As for what the German Greens protested against - I would guess their anti-war stance took at least as much of their energy during the 1980s as any environmental concern. (The Greens are not Greenpeace.) Of course, some Greens tend to be hopelessly hysterical romantics, so I am not disagreeing with any personal observations. And living here in Baden is strange  - the joke is that people here think Green, but vote Black (CDU) - this may mean that the Greens don't look or act as extreme here as in other parts of Germany, or that many Green concerns about sustainability are just considered normal.

It always interests me to see how the truly radical Greens of that time tend to get reduced to the most politically palatable level of environmentalism, which all major parties in Germany adopted, without discussing other major concerns which remain quite unacceptable to discuss it seems - such as blood for oil being morally wrong.

But then, gaining power does that to idealists. I tend to be a fan of the Greens to the extent they were true outsiders (they aren't anymore), and in the sense they seemed more capable of seeing a larger picture - again, as outsiders they didn't have to worry about insulting any other power blocs.

I think neither of you give credit where it's due to Germany's Greens.

There are a number of transformational changes that are directly due to them. Waste management, energy conservation, transport, bioclimatic housing, solar and wind energy : these are fields where Germany leads the world.

The Greens didn't invent them, and we can imagine that they would have come anyway, sooner or later (though Germany would probably not have led the world in any of them by then); but they were, in fact, imposed by the Greens through tough political coalition-building, persuasion, compromise and (most of all!) proportional representation, which gave them political clout.

The nuclear issue is a tough one, but shouldn't serve to hide the huge and very positive overall contribution of the German greens.

We should be so lucky in France!

Actually, I give a lot of credit to the Greens, since as an outsider party, they proved just how vast the potential to gain voters over various issues was. In essence, they shifted the entire political spectrum in Germany in their chosen directions.

But they are no longer an outsider party, and one of the main reasons for their existence seems to have faded into the background of necessary police actions, or peace keeping, or whatever term works for sending soldiers to do something other than defend a nation from direct attack. The Greens had that debate, and the ones in power did what people in power normally do - exercise that power to remove opposition to what those in power feel is necessary and correct.

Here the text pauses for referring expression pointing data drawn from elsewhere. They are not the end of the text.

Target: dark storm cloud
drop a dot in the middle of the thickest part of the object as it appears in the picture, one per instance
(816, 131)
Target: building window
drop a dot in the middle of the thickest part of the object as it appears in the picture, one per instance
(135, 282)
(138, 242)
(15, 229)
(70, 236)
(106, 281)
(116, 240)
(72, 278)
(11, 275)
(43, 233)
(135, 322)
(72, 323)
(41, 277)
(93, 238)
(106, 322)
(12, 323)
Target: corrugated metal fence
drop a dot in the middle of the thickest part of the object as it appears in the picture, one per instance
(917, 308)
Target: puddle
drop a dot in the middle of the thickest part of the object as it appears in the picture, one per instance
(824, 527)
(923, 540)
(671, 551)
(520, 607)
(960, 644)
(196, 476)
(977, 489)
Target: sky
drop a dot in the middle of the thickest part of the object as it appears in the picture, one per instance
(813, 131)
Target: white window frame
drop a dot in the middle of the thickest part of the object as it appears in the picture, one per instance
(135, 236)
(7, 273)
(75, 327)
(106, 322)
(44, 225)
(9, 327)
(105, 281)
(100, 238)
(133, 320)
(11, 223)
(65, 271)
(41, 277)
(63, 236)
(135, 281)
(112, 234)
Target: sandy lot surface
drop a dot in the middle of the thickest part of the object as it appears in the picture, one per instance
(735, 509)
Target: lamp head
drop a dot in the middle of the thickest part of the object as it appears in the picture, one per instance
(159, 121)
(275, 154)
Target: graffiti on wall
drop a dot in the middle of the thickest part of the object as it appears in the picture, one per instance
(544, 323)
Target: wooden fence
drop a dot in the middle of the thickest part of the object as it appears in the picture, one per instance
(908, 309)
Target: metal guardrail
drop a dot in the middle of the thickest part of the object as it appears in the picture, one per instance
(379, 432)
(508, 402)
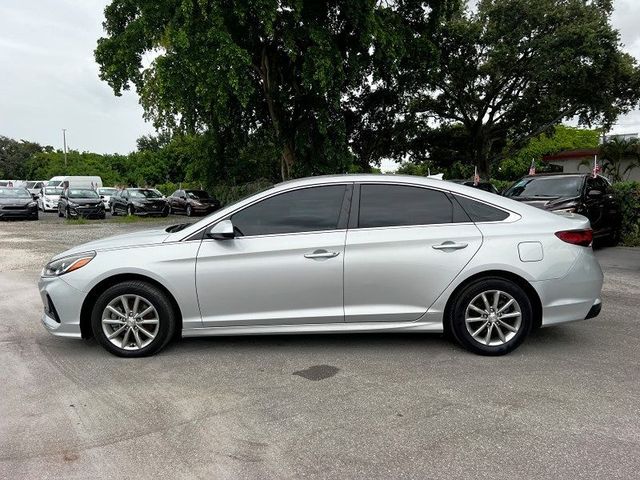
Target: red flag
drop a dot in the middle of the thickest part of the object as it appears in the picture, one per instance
(596, 168)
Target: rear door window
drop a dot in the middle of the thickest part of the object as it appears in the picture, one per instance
(397, 205)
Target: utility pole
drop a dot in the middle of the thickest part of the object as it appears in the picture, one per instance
(64, 143)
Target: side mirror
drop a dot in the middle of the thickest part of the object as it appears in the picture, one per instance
(594, 193)
(222, 230)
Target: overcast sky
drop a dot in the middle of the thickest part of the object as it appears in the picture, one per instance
(49, 79)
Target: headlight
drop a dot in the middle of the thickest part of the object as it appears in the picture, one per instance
(566, 210)
(67, 264)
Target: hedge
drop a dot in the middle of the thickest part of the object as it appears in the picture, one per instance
(628, 193)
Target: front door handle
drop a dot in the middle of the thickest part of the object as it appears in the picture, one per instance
(321, 254)
(450, 246)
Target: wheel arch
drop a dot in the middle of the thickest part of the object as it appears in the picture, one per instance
(96, 291)
(536, 303)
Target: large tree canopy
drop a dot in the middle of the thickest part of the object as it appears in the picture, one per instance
(318, 79)
(512, 69)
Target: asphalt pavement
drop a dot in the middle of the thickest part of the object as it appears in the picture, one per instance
(565, 405)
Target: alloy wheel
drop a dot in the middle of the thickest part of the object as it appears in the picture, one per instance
(493, 318)
(130, 322)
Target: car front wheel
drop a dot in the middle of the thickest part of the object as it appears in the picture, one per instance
(133, 319)
(491, 316)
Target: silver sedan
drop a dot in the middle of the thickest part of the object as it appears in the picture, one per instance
(361, 253)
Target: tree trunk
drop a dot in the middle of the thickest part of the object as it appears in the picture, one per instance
(286, 161)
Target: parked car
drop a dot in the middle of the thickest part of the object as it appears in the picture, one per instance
(139, 201)
(192, 202)
(105, 194)
(49, 198)
(17, 203)
(486, 186)
(75, 181)
(345, 253)
(80, 202)
(578, 193)
(34, 187)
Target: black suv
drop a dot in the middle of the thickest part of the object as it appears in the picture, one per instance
(139, 201)
(193, 202)
(80, 202)
(579, 193)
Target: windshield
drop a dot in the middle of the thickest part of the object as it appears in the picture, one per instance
(546, 187)
(14, 193)
(197, 194)
(144, 193)
(82, 193)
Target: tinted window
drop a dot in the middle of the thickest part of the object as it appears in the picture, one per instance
(81, 193)
(392, 205)
(546, 187)
(145, 193)
(305, 210)
(480, 212)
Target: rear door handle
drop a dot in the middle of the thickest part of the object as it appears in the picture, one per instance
(321, 254)
(450, 246)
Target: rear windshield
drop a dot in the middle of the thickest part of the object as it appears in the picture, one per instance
(82, 193)
(145, 193)
(196, 194)
(546, 187)
(14, 193)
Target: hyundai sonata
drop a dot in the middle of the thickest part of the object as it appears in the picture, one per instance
(333, 254)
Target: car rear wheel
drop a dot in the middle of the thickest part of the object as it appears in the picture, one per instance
(133, 319)
(491, 316)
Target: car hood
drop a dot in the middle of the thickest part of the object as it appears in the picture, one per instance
(15, 201)
(127, 240)
(548, 203)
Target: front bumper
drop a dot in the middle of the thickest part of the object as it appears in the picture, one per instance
(14, 212)
(62, 305)
(87, 212)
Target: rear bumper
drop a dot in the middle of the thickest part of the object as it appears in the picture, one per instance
(19, 213)
(576, 296)
(62, 304)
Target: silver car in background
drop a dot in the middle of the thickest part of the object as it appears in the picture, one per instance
(350, 253)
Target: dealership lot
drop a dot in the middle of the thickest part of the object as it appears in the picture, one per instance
(564, 405)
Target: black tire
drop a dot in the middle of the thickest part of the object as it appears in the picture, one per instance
(458, 325)
(156, 297)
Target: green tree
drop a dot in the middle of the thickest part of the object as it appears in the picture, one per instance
(318, 80)
(561, 138)
(512, 69)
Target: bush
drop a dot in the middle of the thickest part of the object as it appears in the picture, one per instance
(628, 194)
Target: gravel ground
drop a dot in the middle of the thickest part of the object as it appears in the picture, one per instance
(565, 405)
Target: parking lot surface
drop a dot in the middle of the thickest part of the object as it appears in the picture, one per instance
(566, 404)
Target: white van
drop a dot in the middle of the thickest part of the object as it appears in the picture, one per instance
(75, 182)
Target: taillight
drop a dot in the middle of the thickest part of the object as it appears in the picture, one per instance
(576, 237)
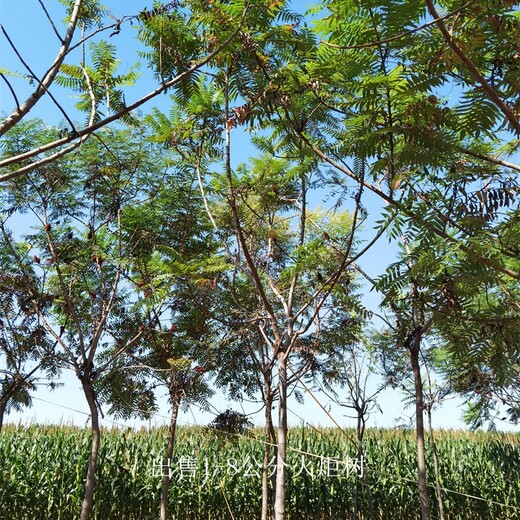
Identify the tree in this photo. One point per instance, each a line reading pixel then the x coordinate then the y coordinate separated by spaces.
pixel 78 253
pixel 190 26
pixel 25 347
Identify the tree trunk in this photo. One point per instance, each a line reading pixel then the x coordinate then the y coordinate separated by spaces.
pixel 436 466
pixel 360 429
pixel 267 453
pixel 169 453
pixel 3 406
pixel 279 503
pixel 419 427
pixel 88 497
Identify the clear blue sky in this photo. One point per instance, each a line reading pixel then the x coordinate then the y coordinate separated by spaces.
pixel 26 24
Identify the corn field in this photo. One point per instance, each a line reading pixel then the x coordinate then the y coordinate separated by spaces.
pixel 218 477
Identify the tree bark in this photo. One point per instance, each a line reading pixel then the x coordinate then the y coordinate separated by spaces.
pixel 3 406
pixel 90 483
pixel 267 452
pixel 279 504
pixel 169 452
pixel 436 467
pixel 419 427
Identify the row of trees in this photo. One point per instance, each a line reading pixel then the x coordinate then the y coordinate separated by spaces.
pixel 158 263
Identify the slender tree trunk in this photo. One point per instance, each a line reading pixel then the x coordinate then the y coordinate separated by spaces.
pixel 436 466
pixel 359 450
pixel 361 456
pixel 419 426
pixel 169 453
pixel 279 503
pixel 3 406
pixel 267 452
pixel 90 483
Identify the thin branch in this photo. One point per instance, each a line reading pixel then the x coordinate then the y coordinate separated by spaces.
pixel 473 70
pixel 399 36
pixel 48 79
pixel 413 215
pixel 124 111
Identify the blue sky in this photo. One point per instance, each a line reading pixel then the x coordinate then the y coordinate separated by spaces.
pixel 37 43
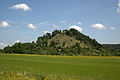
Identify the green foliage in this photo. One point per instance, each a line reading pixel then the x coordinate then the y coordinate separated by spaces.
pixel 66 42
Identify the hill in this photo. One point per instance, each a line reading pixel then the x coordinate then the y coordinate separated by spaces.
pixel 66 42
pixel 113 46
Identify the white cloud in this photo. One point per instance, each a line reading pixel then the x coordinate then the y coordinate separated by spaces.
pixel 17 41
pixel 22 6
pixel 4 24
pixel 63 21
pixel 32 26
pixel 98 26
pixel 79 23
pixel 76 27
pixel 2 44
pixel 118 9
pixel 112 28
pixel 46 32
pixel 54 26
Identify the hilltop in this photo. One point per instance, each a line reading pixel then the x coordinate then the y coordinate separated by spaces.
pixel 66 42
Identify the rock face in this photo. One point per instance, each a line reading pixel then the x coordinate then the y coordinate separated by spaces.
pixel 66 42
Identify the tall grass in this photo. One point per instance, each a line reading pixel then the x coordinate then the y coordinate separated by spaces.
pixel 39 67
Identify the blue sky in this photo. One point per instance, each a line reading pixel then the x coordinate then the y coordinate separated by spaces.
pixel 25 20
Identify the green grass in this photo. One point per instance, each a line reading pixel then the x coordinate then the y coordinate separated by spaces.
pixel 39 67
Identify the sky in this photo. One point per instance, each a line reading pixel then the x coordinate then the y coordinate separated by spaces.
pixel 26 20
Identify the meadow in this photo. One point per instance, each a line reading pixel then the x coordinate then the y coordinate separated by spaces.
pixel 47 67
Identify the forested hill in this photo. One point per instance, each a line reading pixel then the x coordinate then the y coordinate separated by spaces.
pixel 66 42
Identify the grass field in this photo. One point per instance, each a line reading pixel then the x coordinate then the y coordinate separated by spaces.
pixel 45 67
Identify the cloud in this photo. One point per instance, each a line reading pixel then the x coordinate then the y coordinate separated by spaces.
pixel 22 6
pixel 32 26
pixel 17 41
pixel 54 26
pixel 98 26
pixel 79 23
pixel 112 28
pixel 2 44
pixel 63 21
pixel 118 9
pixel 46 32
pixel 4 24
pixel 76 27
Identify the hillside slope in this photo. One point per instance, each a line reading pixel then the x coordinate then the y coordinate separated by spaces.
pixel 66 42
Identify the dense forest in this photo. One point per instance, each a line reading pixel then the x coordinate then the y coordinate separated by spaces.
pixel 66 42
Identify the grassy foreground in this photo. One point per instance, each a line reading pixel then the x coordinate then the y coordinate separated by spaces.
pixel 46 67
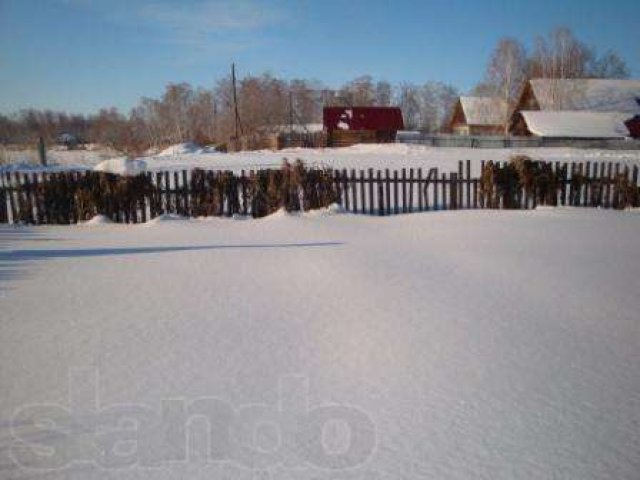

Sort of like how Green Rezzo Schlauch now sits on the EnBW board - even though the company is majority owned by EdF, the world's largest commercial operator of nuclear reactors (I believe - the U.S. may have more reactors, but they are owned by various companies).

I'm sure he thinks his reasons for being there having nothing to do with the check he receives, or the cover it gives EnBW to keep selling electricity generated in France using nuclear reactors. But then, he is an innocent politician, not a cynical citizen.